BTW I do remember the 1980 issue of India-Today(which is referred to in this editorial) and the last line of the cover article very very clearly. Apparently he was made an offer from a Hollywood filmmaker (perhaps to also star Richard Dreyfuss) called CROSSINGS. AB refused the film saying he had no dates for the next 3 years. In return the director sent him a bouquet of flowers, and the card attached read 'To the one-man industry' - Today it is a cliche but then it could not have rung more true.......Read on......




from the editor-in-chief



Usually, only politicians are guaranteed to make it to the India Today cover after a gap of 24 years. A movie star wouldn't be expected to have such a long run. But Amitabh Bachchan, who featured on our cover in May 1980, is no ordinary movie star. The nation has followed his life with intense curiosity. And what a life it has been! After achieving superstardom, he returned from the dead following a serious illness, was a controversial politician and went virtually bankrupt. Now he has made a stunning comeback. I have known him for 20-odd years and always found him warm, thoughtful, impeccably polite and a gentleman. His greatness lies in the fact that in spite of being a national icon, this has not changed.


Bachchan in his trailer with Senior Editor Bamzai
Bachchan was arguably our most popular filmstar. He electrified all of India, across barriers of region, age, gender and class. His screen persona of the "angry young man" tapped into the restless spirit of the 1970s, his fiery dialogues memorised by every Indian who went to the movies.

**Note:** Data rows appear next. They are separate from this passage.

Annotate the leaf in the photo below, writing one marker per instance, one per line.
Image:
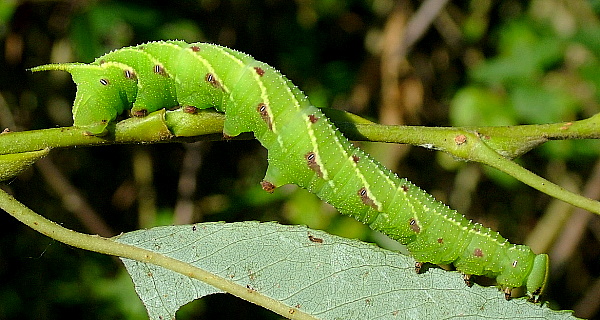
(322, 275)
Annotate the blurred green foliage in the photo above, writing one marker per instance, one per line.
(481, 63)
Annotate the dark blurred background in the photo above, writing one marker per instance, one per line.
(479, 62)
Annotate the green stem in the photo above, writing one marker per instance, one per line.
(112, 247)
(495, 145)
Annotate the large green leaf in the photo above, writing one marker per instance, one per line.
(319, 274)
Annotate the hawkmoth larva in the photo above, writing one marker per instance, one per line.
(304, 149)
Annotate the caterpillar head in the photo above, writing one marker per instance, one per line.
(537, 279)
(103, 92)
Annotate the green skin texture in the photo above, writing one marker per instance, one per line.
(304, 149)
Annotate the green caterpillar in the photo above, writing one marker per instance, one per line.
(304, 149)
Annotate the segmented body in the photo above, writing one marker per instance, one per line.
(304, 149)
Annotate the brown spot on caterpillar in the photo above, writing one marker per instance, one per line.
(130, 74)
(460, 139)
(311, 159)
(190, 109)
(267, 186)
(264, 114)
(158, 69)
(364, 197)
(467, 279)
(315, 239)
(259, 71)
(210, 78)
(507, 293)
(414, 226)
(418, 266)
(140, 113)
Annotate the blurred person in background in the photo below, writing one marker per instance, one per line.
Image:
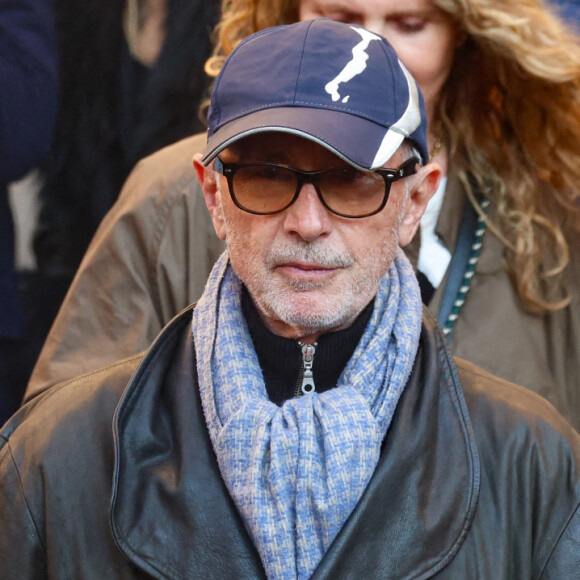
(131, 80)
(28, 103)
(495, 250)
(570, 11)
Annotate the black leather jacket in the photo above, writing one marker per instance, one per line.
(113, 475)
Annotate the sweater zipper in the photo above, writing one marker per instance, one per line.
(305, 383)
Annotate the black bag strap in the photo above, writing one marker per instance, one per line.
(459, 261)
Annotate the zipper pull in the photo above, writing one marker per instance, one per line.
(307, 385)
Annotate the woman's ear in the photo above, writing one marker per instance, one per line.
(207, 178)
(424, 185)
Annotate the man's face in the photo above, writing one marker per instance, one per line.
(308, 270)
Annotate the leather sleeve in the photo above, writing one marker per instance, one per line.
(149, 259)
(564, 561)
(22, 553)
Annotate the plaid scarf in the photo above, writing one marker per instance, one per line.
(296, 472)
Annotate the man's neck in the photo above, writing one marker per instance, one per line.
(281, 359)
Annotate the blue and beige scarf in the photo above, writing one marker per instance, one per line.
(296, 472)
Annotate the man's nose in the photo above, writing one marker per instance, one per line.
(307, 216)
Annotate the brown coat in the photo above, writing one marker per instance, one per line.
(152, 254)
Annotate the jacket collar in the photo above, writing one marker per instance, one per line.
(172, 515)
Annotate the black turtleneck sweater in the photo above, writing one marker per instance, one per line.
(281, 358)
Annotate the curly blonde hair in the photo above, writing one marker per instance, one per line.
(509, 114)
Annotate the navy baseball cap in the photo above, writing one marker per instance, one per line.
(338, 85)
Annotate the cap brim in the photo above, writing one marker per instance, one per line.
(364, 144)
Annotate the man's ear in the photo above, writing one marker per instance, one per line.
(207, 178)
(424, 185)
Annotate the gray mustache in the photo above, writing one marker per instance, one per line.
(311, 253)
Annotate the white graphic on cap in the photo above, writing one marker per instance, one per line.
(405, 126)
(354, 67)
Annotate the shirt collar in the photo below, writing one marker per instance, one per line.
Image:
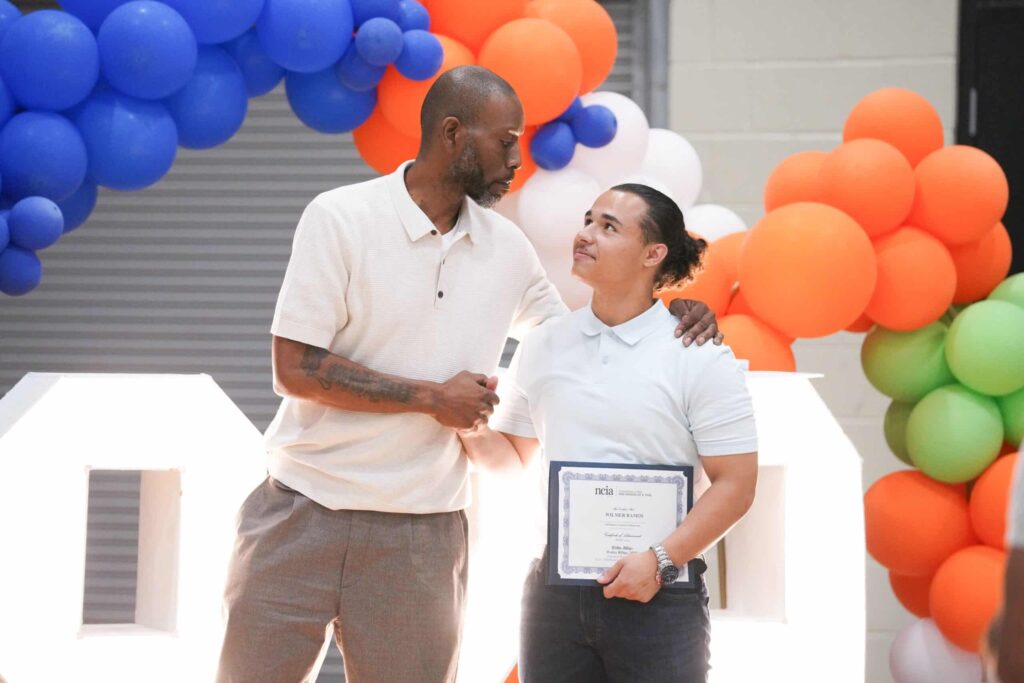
(631, 331)
(416, 222)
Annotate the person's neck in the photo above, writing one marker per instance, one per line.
(435, 197)
(615, 307)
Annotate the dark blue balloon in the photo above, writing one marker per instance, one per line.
(218, 20)
(553, 145)
(131, 142)
(324, 103)
(212, 105)
(49, 60)
(414, 15)
(20, 270)
(146, 49)
(571, 112)
(41, 154)
(595, 126)
(8, 14)
(79, 206)
(306, 36)
(379, 41)
(35, 223)
(91, 11)
(421, 56)
(364, 10)
(355, 74)
(261, 73)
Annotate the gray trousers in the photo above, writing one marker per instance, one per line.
(390, 587)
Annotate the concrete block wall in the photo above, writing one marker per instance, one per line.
(754, 81)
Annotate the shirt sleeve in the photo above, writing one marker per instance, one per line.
(512, 413)
(719, 406)
(311, 305)
(541, 300)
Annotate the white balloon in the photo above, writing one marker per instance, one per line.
(673, 161)
(626, 152)
(921, 654)
(712, 221)
(552, 205)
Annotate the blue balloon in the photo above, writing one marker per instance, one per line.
(91, 11)
(76, 209)
(421, 56)
(146, 49)
(212, 105)
(414, 15)
(8, 14)
(324, 103)
(355, 74)
(41, 154)
(364, 10)
(261, 73)
(553, 145)
(35, 223)
(306, 36)
(49, 60)
(218, 20)
(379, 41)
(595, 126)
(571, 112)
(20, 270)
(131, 142)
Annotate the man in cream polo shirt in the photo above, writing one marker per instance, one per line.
(395, 306)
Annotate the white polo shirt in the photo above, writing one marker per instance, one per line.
(370, 280)
(629, 393)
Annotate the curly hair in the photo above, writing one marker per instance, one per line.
(664, 224)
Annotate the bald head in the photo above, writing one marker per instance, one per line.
(462, 92)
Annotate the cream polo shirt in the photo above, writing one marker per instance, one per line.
(370, 280)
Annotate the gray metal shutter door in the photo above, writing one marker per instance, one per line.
(182, 278)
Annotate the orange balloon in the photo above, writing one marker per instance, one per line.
(916, 279)
(911, 593)
(528, 165)
(400, 98)
(470, 22)
(711, 285)
(383, 147)
(755, 341)
(541, 61)
(982, 264)
(899, 117)
(590, 27)
(807, 269)
(962, 193)
(967, 593)
(869, 180)
(795, 179)
(990, 502)
(912, 523)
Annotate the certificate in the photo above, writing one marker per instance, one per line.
(600, 512)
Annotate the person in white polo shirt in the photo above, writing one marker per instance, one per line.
(395, 305)
(605, 384)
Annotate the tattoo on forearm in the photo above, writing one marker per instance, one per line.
(357, 381)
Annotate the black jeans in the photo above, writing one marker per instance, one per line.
(572, 634)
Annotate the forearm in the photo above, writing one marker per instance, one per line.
(718, 510)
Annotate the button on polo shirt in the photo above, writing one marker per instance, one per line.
(369, 281)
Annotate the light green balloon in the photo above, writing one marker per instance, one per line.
(905, 366)
(1012, 408)
(985, 347)
(895, 428)
(954, 433)
(1011, 289)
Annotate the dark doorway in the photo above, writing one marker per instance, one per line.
(990, 96)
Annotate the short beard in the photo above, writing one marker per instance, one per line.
(468, 176)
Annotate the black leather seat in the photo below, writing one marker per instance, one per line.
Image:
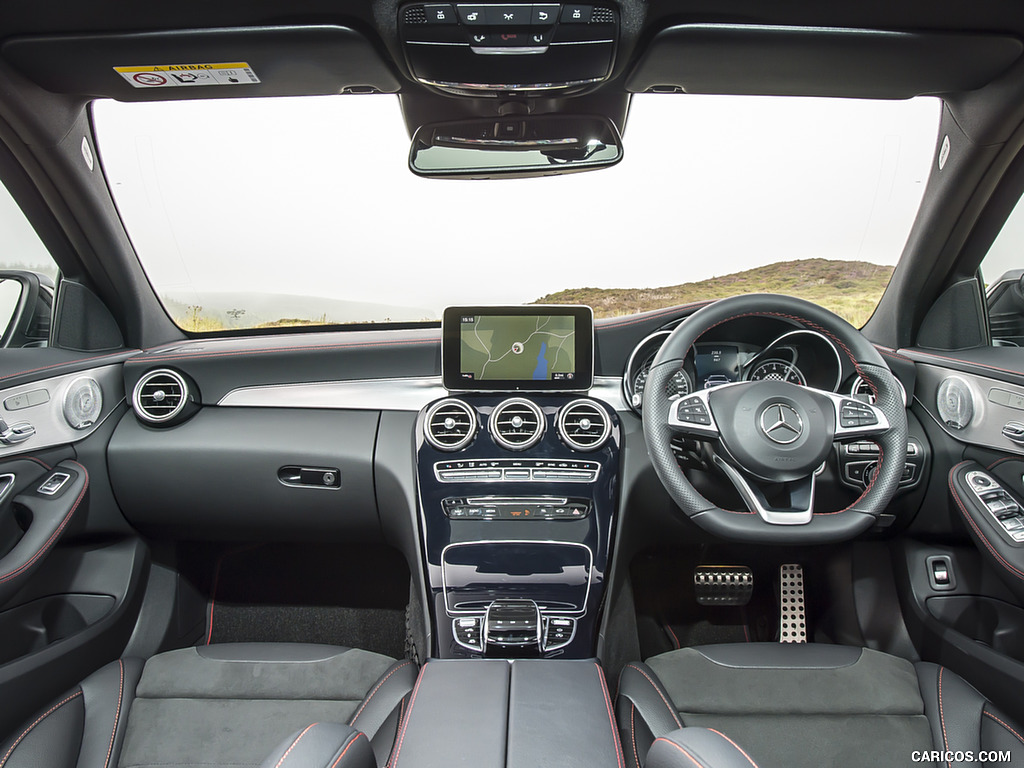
(226, 706)
(791, 706)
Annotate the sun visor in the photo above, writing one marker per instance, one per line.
(811, 61)
(204, 64)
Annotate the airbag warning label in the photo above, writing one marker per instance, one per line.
(179, 76)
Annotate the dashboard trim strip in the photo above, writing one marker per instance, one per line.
(379, 394)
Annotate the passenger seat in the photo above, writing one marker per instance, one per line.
(230, 705)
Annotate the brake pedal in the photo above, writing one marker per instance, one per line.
(793, 616)
(723, 585)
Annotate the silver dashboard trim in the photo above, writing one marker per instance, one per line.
(48, 419)
(411, 393)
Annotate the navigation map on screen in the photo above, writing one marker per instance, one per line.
(517, 347)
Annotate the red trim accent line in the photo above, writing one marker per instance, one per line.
(740, 749)
(692, 759)
(942, 719)
(675, 639)
(1005, 725)
(976, 527)
(56, 534)
(616, 744)
(40, 719)
(633, 734)
(117, 714)
(409, 716)
(653, 685)
(376, 688)
(71, 364)
(296, 741)
(158, 357)
(342, 756)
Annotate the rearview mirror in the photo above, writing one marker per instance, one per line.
(515, 146)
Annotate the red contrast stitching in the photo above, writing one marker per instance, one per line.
(611, 718)
(692, 759)
(654, 314)
(117, 715)
(974, 525)
(404, 726)
(269, 350)
(342, 756)
(740, 749)
(633, 734)
(918, 354)
(1005, 725)
(68, 364)
(41, 718)
(674, 638)
(376, 688)
(672, 709)
(56, 534)
(942, 719)
(296, 741)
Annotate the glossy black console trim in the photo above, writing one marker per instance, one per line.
(593, 531)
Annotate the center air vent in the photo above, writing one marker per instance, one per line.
(516, 424)
(451, 425)
(584, 425)
(160, 395)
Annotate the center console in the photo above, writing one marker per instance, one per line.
(517, 479)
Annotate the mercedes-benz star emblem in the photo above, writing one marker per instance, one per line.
(781, 424)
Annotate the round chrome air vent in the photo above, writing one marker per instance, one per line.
(516, 424)
(954, 401)
(160, 395)
(862, 390)
(451, 425)
(584, 425)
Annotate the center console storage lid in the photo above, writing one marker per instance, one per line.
(500, 714)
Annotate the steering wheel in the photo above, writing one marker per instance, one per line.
(775, 434)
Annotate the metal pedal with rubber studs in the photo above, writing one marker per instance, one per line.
(793, 612)
(723, 585)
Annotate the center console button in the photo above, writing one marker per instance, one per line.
(509, 15)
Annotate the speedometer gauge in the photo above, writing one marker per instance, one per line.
(777, 371)
(679, 385)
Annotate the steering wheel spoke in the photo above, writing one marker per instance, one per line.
(692, 416)
(855, 419)
(800, 510)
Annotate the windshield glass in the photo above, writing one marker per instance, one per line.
(256, 213)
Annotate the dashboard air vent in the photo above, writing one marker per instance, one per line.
(516, 424)
(451, 425)
(160, 395)
(584, 425)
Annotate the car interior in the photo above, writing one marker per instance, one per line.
(723, 531)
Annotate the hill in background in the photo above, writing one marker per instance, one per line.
(851, 289)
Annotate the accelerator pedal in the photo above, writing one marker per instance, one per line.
(793, 617)
(723, 585)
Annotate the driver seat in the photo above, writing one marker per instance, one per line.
(801, 706)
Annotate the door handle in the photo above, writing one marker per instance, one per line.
(15, 433)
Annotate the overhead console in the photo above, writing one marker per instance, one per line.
(487, 49)
(517, 480)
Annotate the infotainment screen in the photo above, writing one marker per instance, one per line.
(539, 348)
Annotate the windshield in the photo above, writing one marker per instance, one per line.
(255, 213)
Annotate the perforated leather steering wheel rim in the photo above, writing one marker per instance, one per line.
(744, 525)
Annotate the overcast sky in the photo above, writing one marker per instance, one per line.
(313, 197)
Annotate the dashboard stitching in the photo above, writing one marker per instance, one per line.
(962, 363)
(974, 525)
(267, 350)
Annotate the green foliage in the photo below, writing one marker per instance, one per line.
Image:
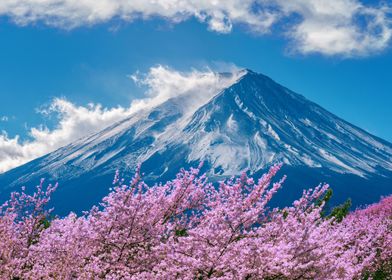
(181, 232)
(340, 211)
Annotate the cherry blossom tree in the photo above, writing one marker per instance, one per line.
(189, 228)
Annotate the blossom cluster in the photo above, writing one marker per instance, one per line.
(189, 228)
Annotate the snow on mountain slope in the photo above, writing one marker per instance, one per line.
(249, 125)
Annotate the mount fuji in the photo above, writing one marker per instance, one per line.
(247, 126)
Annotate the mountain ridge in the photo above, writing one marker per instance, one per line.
(247, 126)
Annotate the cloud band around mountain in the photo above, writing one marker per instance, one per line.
(334, 27)
(75, 121)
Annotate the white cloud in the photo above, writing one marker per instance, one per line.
(218, 14)
(78, 121)
(329, 27)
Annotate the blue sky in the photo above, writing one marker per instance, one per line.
(44, 56)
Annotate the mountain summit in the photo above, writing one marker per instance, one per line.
(248, 126)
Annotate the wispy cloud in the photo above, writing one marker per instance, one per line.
(76, 121)
(333, 27)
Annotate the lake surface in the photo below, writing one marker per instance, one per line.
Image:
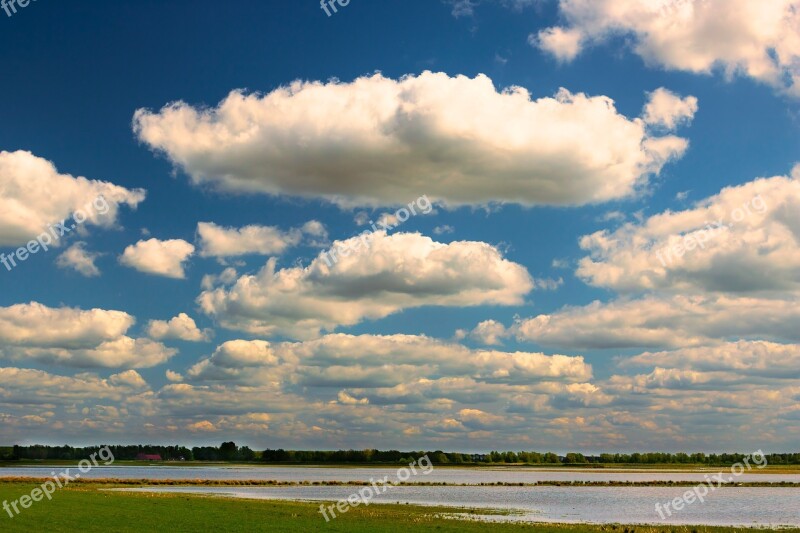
(627, 505)
(447, 475)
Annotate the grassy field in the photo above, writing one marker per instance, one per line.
(86, 508)
(607, 467)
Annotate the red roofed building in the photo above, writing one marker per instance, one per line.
(146, 457)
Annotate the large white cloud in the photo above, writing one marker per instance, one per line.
(34, 195)
(380, 361)
(742, 240)
(664, 321)
(756, 38)
(75, 337)
(759, 358)
(160, 258)
(389, 274)
(378, 141)
(181, 327)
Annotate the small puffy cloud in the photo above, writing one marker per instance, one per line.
(394, 272)
(658, 321)
(443, 230)
(35, 195)
(35, 324)
(74, 337)
(160, 258)
(218, 241)
(173, 377)
(668, 110)
(742, 240)
(129, 378)
(740, 37)
(379, 142)
(204, 426)
(181, 327)
(563, 44)
(751, 358)
(242, 354)
(78, 258)
(488, 332)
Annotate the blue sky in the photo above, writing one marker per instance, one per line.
(542, 207)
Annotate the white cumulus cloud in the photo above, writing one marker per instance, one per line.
(380, 142)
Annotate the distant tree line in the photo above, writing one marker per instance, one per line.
(495, 457)
(229, 451)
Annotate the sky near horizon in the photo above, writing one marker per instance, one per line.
(563, 225)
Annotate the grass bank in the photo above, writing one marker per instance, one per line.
(86, 508)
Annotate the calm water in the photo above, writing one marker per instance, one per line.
(449, 475)
(728, 506)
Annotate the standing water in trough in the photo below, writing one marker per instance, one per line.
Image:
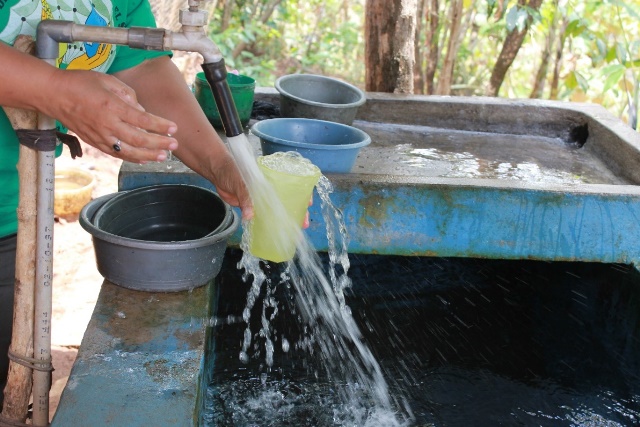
(355, 391)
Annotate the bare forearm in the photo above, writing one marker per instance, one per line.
(162, 91)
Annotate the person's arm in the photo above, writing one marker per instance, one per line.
(100, 109)
(161, 89)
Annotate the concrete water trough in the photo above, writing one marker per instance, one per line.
(443, 177)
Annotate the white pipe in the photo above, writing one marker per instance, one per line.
(50, 34)
(194, 41)
(44, 278)
(192, 38)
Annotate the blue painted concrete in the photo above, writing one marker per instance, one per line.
(144, 358)
(467, 218)
(144, 361)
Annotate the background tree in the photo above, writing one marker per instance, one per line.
(571, 50)
(389, 45)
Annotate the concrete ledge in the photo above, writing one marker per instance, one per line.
(143, 361)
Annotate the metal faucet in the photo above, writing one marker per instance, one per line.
(191, 37)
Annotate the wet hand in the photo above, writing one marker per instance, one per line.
(104, 113)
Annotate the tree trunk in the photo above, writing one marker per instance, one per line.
(432, 43)
(226, 14)
(418, 68)
(454, 24)
(555, 81)
(510, 48)
(19, 382)
(389, 45)
(265, 15)
(541, 75)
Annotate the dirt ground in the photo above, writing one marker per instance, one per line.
(76, 281)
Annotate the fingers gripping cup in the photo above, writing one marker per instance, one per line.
(278, 215)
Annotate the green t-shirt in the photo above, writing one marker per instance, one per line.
(22, 17)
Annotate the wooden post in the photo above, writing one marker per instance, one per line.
(19, 382)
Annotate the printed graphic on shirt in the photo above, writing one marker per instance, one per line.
(24, 16)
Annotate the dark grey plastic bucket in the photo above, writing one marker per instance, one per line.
(318, 97)
(154, 265)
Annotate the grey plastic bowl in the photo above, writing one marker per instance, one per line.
(163, 213)
(157, 266)
(318, 97)
(333, 147)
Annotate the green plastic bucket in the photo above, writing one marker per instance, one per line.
(242, 90)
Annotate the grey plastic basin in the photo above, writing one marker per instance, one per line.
(318, 97)
(150, 258)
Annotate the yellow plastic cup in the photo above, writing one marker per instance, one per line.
(276, 227)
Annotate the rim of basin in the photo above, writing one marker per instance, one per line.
(311, 123)
(314, 77)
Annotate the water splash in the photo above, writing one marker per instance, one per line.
(330, 332)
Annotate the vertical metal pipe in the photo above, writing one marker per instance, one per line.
(44, 278)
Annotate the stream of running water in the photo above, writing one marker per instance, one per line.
(328, 332)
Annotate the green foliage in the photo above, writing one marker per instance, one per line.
(600, 59)
(315, 36)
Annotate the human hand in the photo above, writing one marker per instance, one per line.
(230, 185)
(104, 112)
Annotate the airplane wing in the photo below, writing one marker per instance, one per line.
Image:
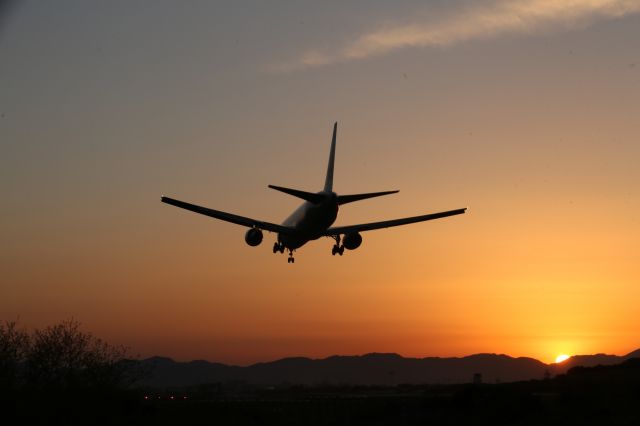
(338, 230)
(228, 217)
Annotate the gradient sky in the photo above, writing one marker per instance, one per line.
(527, 112)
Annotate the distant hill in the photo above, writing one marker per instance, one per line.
(592, 361)
(369, 369)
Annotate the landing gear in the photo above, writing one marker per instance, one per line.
(337, 248)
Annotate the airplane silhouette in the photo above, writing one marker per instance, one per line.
(313, 219)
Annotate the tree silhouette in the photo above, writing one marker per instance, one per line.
(61, 357)
(14, 348)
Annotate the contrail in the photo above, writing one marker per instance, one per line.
(497, 18)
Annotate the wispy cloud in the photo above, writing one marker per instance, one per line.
(497, 18)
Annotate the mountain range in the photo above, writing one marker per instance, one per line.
(369, 369)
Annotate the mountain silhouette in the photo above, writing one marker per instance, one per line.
(369, 369)
(592, 361)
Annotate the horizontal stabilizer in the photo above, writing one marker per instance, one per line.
(307, 196)
(344, 199)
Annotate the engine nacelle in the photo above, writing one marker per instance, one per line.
(352, 241)
(253, 237)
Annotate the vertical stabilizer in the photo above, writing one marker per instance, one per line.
(328, 183)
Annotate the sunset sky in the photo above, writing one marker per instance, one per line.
(526, 112)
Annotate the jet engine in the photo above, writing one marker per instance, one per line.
(352, 241)
(253, 237)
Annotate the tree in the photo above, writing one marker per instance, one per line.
(14, 349)
(64, 357)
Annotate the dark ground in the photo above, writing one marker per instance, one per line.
(598, 395)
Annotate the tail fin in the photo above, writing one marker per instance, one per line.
(328, 183)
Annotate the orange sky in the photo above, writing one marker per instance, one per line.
(532, 126)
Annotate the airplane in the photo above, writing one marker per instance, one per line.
(313, 219)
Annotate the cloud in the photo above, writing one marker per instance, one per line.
(497, 18)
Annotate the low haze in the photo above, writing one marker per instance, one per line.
(525, 112)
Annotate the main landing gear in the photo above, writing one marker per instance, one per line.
(337, 248)
(279, 247)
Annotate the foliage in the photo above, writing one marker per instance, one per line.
(61, 357)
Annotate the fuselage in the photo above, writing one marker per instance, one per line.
(310, 221)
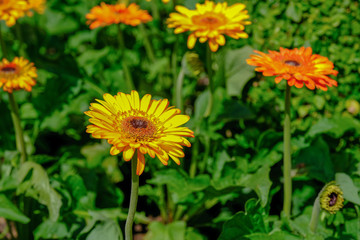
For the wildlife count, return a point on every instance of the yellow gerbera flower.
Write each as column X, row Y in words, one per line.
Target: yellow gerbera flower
column 148, row 126
column 210, row 22
column 331, row 198
column 11, row 10
column 296, row 66
column 107, row 14
column 18, row 74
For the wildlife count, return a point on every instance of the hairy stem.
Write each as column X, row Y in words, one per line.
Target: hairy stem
column 133, row 200
column 287, row 154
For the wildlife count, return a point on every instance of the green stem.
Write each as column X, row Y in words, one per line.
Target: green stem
column 155, row 10
column 178, row 89
column 315, row 215
column 3, row 46
column 148, row 47
column 19, row 35
column 128, row 78
column 133, row 200
column 210, row 76
column 287, row 154
column 194, row 158
column 20, row 143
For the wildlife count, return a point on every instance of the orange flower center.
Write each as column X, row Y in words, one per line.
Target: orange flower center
column 138, row 128
column 210, row 20
column 292, row 63
column 333, row 198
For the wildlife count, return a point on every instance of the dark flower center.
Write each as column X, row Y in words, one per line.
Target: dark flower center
column 8, row 69
column 209, row 20
column 138, row 123
column 292, row 63
column 333, row 198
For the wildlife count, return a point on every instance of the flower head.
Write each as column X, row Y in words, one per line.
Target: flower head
column 210, row 22
column 297, row 66
column 146, row 126
column 18, row 74
column 36, row 5
column 107, row 14
column 11, row 10
column 331, row 198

Today, he has returned-not as someone trying to recapture his youth, but as an accomplished actor who is making Bollywood create roles for him. He is not merely a greyer version of the angry young man but is playing his age. In Baghban, he made a 62-year-old grandfather the "hero" and in Khakee, played an over-the-hill, asthmatic policeman. Bachchan is being re-discovered by a new generation of directors ready to make a break from the "formula" films which ironically gave him his biggest hits. He commands a fee equal to reigning No. 1, Shah Rukh Khan.

Our cover story this week is, to borrow a term from the movies, the sequel to the Bachchan saga. Senior Editor Kaveree Bamzai interviewed him on the sets in Mumbai, where he was shooting a film called, quite uncannily, Deewaar. Bamzai says, "He is still a firecracker on the sets but is more relaxed-success sits on him like a classic Armani suit."

With endorsements, public causes, even voiceovers for sound-and-light shows in forts and temples across India, the Big B is everywhere-a megastar and a mega brand. Like our cover story of 1980 declared, now more than ever before, Bachchan is an incomparable one-man industry. And an inspiration to all of us who are reaching their golden age.